Vor allem war ich, wie ich zugebe, verärgert, dir diese widersprüchliche Empfindung nicht zumindest in wenigen Sätzen erläutern zu können. Es hat mich gequält, dein Mienenspiel zu beobachten, während ich, dein ehemaliger Praktikant, dein süßer Junge, nach den richtigen Worten gesucht habe. Wie du mich gemustert hast, mit diesem unterdrückten Lächeln, das die Überzeugung verriet, mich im Unrecht zu wissen und deshalb auf meine Klärungsversuche gar nicht angewiesen zu sein. Ja, es geschieht vermutlich aus einer gewissen Verärgerung, dass ich dir im Nachhinein ein korrektes Bild von dem zu vermitteln versuche, was ich hier in Binsenburg unternommen habe: nichts Geringeres, als den größten Philosophen unserer Zeit wieder zum Sprechen zu bewegen. Jawohl, ich habe Hinrich Giers davon überzeugen wollen, dass er nicht verstummen, unsere Zeit nicht ihrem Schicksal überlassen dürfe. Dass er zurückkehren müsse auf die Bühne unseres modernen Lebens. Dass er es nicht verantworten könne, sich seiner aufklärerischen Aufgabe zu entziehen und noch länger vor der Welt in Binsenburg zu verbergen.

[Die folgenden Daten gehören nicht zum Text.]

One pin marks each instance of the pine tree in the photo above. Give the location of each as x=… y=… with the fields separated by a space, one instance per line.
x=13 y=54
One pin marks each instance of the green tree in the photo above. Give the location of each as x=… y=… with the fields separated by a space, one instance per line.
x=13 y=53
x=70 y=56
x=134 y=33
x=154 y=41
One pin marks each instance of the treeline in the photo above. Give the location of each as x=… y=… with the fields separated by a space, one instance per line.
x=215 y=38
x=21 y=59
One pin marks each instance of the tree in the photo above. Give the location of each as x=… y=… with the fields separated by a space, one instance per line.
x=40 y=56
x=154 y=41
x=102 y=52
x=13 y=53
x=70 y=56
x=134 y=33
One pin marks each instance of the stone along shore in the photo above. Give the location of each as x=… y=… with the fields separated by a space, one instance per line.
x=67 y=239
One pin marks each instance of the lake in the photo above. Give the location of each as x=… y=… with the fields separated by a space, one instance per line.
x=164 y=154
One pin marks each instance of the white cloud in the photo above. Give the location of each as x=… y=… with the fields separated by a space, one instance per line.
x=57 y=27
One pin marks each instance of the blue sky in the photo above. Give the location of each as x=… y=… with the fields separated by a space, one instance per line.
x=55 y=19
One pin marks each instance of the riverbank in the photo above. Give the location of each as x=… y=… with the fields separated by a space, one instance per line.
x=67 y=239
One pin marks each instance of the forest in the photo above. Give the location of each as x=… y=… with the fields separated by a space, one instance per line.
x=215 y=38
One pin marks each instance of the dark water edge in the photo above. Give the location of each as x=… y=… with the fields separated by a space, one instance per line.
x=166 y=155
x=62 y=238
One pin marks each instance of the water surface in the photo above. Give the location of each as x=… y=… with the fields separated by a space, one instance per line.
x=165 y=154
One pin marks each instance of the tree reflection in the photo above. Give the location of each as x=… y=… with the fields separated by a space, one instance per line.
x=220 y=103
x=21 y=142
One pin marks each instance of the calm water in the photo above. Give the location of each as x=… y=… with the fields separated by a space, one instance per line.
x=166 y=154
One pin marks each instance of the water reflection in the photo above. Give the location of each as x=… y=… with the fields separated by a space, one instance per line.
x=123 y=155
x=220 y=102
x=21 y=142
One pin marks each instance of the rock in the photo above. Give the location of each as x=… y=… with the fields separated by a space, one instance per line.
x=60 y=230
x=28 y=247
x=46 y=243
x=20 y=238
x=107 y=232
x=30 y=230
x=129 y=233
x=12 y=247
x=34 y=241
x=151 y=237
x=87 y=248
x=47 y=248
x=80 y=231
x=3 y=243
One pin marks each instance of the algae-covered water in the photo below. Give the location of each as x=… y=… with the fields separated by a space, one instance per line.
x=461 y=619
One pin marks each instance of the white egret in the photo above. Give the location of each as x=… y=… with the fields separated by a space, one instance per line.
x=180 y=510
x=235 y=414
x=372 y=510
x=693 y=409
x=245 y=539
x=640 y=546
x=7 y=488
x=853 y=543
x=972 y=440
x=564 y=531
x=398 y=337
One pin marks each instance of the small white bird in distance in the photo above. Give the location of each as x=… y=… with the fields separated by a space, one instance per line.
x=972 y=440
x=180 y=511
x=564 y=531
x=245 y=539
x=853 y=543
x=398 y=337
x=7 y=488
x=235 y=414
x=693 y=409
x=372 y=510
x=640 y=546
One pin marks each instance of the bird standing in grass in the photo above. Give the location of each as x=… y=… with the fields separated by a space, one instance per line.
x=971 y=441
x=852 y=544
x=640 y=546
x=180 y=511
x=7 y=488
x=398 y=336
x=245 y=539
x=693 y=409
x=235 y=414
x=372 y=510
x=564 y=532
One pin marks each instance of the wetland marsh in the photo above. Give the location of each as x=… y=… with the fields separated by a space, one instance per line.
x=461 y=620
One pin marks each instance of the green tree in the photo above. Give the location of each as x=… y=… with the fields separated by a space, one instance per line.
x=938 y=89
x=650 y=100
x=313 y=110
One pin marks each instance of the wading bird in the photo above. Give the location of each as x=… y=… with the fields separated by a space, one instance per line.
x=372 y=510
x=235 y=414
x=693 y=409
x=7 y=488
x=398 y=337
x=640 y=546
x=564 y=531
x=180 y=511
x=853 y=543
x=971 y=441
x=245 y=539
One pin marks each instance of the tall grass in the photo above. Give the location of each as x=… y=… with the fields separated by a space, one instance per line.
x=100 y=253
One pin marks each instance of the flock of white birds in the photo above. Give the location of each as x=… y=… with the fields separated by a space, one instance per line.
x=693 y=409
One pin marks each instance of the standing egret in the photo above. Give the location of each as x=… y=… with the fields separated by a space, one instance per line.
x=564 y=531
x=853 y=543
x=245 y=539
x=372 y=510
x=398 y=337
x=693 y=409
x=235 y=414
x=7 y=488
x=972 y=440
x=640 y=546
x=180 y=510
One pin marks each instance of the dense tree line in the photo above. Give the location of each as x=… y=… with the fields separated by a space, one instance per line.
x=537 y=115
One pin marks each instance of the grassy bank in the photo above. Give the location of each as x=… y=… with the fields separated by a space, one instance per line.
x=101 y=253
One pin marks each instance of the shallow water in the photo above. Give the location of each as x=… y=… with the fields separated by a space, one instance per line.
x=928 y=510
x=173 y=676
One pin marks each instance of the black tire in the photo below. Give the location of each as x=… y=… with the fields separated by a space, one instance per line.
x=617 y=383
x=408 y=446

Wochen größter Anstrengungen habe ich in dieses Unterfangen gesetzt, und so viel möchte ich vorwegnehmen, dass du dir davon einen ganz falschen Eindruck, ja sogar die absurden Behauptungen zu eigen gemacht hast, die bis heute über den Philosophen verbreitet werden – in der offenkundigen Absicht, die Integrität seiner Persönlichkeit zu beschädigen. Es bleibt meine Hoffnung, dir diese gravierenden Fehler halbwegs einsichtig machen zu können. Zwar schweigt der Professor unverändert, das lässt sich nicht bestreiten. Doch wenn er von neuem das Wort ergreift, wird die Philosophie wieder zur Geltung gelangen, wird der moderne Mensch die überanstrengten Gebärden ablegen, mit denen er sich unaufhörlich wichtig zu machen und in den Mittelpunkt der Welt zu stellen versucht. Ist es vollkommen abwegig, sich von diesem Moment den Anbruch einer neuen Epoche der Weltgeschichte zu versprechen? Wäre es nicht versöhnlich, am Ende sagen zu können, wir beide seien damals, in Binsenburg, dabei gewesen?